Ruiz, S.; Chiesa, C.; Perez-Torrado, V.; Nada, L.; Mezzano, R.; Vazquez, C.; Santos, L.; Criscuolo, Z.; Serra, M.; Marambaud, P.; Escande, C.

Objective: Hereditary hemorrhagic telangiectasia (HHT) is a vascular genetic disorder caused by endothelial cell dysfunction and characterized by telangiectasias and arteriovenous malformations (AVMs). HHT results primarily from loss-of-function mutations affecting components of the BMP9-ALK1-ENG-SMAD signaling cascade, a pathway essential for endothelial quiescence and vascular homeostasis, and currently lacks a cure. Here, we investigated whether nitazoxanide, an orally bioavailable drug with extensive clinical use, can modulate endothelial signaling relevant to HHT. Approach and Results: Nitazoxanide treatment activated SMAD1/5/8 signaling and increased expression of the downstream target ID1 in endothelial cells, while concurrently inhibiting mTOR signaling, indicating a dual modulatory effect on pathways implicated in HHT pathogenesis. In vivo, nitazoxanide activated SMAD signaling in BMP9/10-immunoblocked mice and significantly reduced AVM formation and hypervascularization.
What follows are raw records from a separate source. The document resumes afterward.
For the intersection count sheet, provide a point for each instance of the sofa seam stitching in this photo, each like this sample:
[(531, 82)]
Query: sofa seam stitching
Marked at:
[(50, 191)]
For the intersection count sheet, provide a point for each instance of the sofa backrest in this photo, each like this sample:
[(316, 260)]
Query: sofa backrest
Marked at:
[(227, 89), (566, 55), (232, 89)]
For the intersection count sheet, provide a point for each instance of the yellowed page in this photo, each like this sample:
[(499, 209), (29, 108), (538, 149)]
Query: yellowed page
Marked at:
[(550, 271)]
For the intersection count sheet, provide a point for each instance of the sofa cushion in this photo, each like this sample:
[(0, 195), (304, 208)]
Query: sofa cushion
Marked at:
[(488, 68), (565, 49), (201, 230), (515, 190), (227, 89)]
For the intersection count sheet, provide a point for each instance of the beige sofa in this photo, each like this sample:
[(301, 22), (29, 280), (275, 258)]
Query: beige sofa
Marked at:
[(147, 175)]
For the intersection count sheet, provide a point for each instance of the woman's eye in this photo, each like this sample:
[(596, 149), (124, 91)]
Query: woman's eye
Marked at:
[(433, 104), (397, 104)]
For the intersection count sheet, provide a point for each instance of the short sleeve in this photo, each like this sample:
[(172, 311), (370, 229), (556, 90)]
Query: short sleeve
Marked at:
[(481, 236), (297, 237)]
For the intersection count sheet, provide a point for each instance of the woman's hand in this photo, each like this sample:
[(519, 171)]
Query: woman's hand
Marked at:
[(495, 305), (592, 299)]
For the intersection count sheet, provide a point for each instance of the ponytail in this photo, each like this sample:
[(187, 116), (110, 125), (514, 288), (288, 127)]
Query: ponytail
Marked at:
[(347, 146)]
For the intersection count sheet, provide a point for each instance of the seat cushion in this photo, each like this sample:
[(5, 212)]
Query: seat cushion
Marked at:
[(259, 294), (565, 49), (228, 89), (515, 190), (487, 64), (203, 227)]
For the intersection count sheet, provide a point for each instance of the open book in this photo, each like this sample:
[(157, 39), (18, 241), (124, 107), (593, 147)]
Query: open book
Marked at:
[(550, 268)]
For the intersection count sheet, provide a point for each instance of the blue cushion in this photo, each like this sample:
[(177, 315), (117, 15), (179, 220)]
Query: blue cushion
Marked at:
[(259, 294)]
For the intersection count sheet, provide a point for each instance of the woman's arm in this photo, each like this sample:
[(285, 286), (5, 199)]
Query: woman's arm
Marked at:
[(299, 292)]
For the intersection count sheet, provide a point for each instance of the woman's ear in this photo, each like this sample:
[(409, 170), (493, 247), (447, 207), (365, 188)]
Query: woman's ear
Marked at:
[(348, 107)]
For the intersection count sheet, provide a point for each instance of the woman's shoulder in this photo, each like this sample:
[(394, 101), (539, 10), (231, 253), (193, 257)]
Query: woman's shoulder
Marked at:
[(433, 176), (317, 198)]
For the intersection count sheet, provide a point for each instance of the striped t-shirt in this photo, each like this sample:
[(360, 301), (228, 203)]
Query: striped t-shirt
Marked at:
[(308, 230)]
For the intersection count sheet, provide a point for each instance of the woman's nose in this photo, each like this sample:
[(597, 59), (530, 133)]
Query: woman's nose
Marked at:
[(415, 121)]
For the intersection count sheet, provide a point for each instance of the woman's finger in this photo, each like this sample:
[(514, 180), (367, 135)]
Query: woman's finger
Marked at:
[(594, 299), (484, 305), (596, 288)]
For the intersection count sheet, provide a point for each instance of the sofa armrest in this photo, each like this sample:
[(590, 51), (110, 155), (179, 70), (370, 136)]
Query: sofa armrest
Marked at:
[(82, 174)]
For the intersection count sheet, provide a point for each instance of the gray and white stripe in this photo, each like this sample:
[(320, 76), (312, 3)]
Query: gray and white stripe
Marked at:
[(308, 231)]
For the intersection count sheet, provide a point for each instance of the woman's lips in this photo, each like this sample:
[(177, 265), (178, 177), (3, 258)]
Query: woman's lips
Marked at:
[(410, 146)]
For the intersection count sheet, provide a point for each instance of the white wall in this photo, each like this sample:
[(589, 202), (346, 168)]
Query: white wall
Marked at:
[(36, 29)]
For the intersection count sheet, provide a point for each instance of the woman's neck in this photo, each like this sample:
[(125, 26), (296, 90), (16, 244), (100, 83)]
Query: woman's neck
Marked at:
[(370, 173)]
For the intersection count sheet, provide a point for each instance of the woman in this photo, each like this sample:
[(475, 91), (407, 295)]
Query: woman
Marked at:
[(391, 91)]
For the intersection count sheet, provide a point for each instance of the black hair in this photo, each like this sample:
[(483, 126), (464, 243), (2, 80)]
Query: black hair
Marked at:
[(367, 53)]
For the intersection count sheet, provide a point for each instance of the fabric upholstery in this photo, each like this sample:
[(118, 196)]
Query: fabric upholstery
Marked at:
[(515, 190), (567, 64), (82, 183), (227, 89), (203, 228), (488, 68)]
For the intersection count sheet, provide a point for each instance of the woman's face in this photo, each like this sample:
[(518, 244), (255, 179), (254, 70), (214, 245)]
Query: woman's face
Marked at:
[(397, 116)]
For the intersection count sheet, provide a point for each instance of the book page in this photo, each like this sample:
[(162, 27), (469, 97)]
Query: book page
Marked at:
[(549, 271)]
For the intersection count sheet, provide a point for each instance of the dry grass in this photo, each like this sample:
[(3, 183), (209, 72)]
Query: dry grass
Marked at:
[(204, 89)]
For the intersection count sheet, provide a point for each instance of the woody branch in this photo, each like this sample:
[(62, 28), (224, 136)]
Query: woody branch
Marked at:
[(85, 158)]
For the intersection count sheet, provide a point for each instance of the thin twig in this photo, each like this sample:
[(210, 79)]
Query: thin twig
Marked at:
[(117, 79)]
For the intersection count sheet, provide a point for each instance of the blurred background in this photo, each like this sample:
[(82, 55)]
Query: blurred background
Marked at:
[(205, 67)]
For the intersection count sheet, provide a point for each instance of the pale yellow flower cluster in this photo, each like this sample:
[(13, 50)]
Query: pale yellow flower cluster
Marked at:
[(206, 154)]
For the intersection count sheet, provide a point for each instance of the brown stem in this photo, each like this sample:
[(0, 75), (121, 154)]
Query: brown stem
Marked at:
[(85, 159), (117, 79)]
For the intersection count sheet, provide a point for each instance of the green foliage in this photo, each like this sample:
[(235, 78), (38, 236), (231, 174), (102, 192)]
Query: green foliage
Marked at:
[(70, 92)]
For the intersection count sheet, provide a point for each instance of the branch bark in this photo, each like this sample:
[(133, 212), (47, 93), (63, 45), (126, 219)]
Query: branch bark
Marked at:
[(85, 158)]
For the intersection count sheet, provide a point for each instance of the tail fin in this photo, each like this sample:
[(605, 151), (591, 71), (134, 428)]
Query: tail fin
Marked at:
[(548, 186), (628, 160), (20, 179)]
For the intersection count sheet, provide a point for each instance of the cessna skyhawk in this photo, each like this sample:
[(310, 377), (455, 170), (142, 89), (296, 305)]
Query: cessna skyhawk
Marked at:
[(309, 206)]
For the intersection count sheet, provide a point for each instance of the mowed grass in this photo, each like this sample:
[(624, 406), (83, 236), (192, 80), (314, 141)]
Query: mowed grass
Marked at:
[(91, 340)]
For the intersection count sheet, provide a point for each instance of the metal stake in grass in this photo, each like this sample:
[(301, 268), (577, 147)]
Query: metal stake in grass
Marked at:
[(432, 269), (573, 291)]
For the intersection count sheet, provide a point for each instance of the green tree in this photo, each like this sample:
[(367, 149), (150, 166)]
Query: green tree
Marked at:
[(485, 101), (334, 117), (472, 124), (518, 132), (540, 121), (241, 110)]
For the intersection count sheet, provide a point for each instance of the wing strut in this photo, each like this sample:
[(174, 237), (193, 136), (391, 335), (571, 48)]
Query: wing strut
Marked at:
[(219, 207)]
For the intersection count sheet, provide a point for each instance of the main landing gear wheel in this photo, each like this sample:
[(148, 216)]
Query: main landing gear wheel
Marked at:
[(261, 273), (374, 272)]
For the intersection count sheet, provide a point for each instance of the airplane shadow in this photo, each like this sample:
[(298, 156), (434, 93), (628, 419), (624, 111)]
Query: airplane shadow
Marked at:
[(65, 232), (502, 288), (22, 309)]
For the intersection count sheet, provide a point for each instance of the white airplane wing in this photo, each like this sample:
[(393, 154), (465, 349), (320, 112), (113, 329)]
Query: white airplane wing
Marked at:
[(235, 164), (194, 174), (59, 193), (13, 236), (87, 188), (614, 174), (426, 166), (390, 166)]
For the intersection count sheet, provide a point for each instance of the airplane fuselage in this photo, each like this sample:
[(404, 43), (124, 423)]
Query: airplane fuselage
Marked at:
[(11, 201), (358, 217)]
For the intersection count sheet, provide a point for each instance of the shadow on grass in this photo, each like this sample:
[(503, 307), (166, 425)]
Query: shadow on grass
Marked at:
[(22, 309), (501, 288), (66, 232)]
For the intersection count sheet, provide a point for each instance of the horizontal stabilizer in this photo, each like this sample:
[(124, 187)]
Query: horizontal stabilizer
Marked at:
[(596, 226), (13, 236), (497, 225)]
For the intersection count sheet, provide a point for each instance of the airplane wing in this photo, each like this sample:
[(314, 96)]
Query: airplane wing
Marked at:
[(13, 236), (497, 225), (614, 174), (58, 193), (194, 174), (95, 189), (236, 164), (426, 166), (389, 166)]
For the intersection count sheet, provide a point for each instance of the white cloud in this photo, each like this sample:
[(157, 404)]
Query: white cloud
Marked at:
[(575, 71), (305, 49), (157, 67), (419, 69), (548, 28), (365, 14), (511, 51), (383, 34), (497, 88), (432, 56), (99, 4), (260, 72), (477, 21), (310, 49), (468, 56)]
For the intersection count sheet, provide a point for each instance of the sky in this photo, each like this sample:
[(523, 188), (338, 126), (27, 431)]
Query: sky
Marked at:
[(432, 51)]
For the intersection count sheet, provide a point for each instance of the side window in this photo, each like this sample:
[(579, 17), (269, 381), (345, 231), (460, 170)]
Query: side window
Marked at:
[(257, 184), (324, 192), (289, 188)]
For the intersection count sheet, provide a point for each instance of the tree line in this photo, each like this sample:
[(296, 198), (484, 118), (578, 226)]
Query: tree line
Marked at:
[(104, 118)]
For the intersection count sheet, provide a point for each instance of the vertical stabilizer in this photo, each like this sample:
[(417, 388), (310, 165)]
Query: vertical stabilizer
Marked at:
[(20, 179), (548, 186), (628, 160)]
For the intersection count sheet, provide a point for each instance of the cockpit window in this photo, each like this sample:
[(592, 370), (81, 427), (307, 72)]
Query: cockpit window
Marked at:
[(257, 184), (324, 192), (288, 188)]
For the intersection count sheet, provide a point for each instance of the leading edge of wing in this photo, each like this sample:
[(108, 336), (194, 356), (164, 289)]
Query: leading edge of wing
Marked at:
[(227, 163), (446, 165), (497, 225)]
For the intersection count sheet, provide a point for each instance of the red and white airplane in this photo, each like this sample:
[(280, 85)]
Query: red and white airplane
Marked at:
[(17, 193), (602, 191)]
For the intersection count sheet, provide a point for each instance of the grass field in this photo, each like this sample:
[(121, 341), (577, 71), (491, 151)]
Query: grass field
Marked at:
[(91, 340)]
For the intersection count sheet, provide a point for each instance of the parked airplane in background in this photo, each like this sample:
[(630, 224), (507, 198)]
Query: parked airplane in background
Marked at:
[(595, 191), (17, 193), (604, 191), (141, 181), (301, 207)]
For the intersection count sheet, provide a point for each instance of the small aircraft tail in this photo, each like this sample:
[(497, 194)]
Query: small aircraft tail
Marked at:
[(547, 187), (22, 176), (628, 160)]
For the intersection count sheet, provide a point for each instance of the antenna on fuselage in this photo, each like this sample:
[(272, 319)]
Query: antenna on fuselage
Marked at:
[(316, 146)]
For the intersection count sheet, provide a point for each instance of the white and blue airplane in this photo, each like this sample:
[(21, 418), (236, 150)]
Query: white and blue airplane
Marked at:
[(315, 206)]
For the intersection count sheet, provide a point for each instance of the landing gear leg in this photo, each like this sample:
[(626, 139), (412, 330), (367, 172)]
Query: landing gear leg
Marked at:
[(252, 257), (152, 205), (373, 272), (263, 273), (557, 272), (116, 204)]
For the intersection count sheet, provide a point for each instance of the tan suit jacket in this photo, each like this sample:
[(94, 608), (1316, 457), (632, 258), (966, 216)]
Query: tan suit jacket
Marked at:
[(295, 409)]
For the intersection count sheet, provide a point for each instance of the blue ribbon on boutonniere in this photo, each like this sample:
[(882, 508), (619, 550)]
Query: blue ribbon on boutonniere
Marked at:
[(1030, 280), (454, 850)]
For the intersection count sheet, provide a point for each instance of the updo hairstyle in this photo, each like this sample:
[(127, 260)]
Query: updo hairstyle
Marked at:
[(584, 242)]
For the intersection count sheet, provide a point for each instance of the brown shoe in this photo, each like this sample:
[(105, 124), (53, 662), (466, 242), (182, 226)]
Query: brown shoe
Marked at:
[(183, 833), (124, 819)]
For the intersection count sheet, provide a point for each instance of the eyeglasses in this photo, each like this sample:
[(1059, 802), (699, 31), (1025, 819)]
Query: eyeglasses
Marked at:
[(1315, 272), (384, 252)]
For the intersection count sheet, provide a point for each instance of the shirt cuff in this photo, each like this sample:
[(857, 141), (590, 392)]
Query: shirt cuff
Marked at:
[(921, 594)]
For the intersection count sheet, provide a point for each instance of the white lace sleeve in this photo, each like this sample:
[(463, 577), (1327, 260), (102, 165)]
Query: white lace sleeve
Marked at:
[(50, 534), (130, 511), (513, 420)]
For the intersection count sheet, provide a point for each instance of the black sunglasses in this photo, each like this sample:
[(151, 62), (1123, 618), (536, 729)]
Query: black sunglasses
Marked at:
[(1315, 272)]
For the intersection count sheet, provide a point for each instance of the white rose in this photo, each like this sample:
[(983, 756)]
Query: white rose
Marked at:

Importantly, nitazoxanide restored SMAD1/5/8 activation and ID1 expression in patient-derived blood outgrowth endothelial cells harboring loss-of-function mutations in ALK1 or SMAD4, which exhibit impaired BMP signaling. Conclusion: These findings identify nitazoxanide as a pharmacological modulator capable of activating BMP?SMAD signaling while restraining mTOR activity, thereby overcoming key signaling defects in HHT endothelial cells. Collectively, our results highlight nitazoxanide as a promising therapeutic candidate to target endothelial dysfunction in HHT.